Although polls show that over two-thirds of Marylanders support medical aid in dying, the End-of-Life Option Act has hit another legislative roadblock.

For the right-to-die movement in Maryland, the close of the 2024 legislative session once again brings an all-too-familiar question: why has the End-of-Life Option Act, a bill that boasts support from an overwhelming majority of Marylanders, failed to pass for ten consecutive years?

A recent Maryland Matters guest commentary from Michael J. Strauss, a retired internist and president of Marylanders for End-of-Life Options, delves into the complexities surrounding the recurring stalling of the medical aid-in-dying bill that holds such profound implications for terminally ill folks in the state.

Over the past decade (since 2015), legislators have debated – and ultimately, shelved – the End-of-Life Option Act in Maryland. However, with resounding support from 70% of the state’s residents, the question begging to be asked is, “why?”

There are both acute and broader reasons why medical aid in dying is being stymied in Maryland

Firstly, Strauss says, the immediate cause of the bill’s failure in the most recent session lay in the reversal of support by a former co-sponsor and advocate in the Senate. The sudden shift in allegiance, which he theorized might be due to some reciprocal political deal, torpedoed the bill’s progress. 

Secondly, Strauss confronts the litany of arguments presented by opponents of physician-assisted dying, debunking each one.
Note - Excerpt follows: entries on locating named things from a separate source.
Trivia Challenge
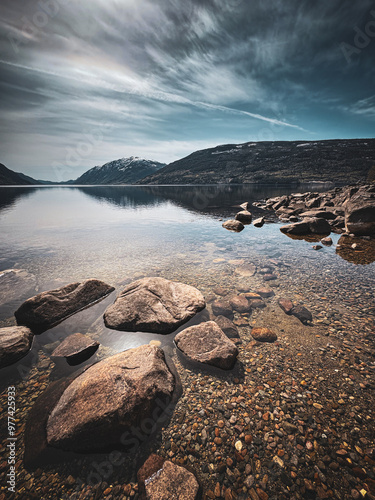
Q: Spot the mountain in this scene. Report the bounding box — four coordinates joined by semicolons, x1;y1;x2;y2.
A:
137;139;375;184
0;163;39;186
69;156;165;185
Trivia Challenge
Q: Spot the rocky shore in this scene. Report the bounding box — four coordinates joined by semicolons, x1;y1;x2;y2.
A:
0;187;375;500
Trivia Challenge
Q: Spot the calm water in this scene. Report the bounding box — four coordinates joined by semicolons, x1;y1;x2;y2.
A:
0;186;375;496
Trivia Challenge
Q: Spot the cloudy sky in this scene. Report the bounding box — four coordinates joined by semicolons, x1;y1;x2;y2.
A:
0;0;375;181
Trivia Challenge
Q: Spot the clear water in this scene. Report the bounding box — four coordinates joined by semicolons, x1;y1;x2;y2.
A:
0;186;375;496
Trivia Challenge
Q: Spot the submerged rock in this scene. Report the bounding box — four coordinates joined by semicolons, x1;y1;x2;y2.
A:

Misinformation and fear-mongering should not dictate policy decisions, particularly when lives hang in the balance.

The most obstructive hurdle to legalizing assisted death in Maryland (and elsewhere) is religion

Lastly, beneath the surface lies the ultimate obstacle: religion. As Death with Dignity reported in January, Strauss agrees that for many opponents, religious beliefs form the bedrock of their opposition. The specter of religious dogmatism continues to cast a long shadow over the legality of end-of-life options.

Ultimately, the End-of-Life Option Act is not about imposing a singular ideology but rather about the autonomy of Marylanders with terminal illnesses to chart their own course for their final days.

Dr. Strauss concluded his op-ed by quoting the late Congressman Elijah Cummings, for whom the bill is named. In a 2019 supporting letter: Congressman Cummings said, “…at the end of life, an individual’s right to self-determination about one of the most personal decisions that anyone could make supersedes the moral sensibilities of others.”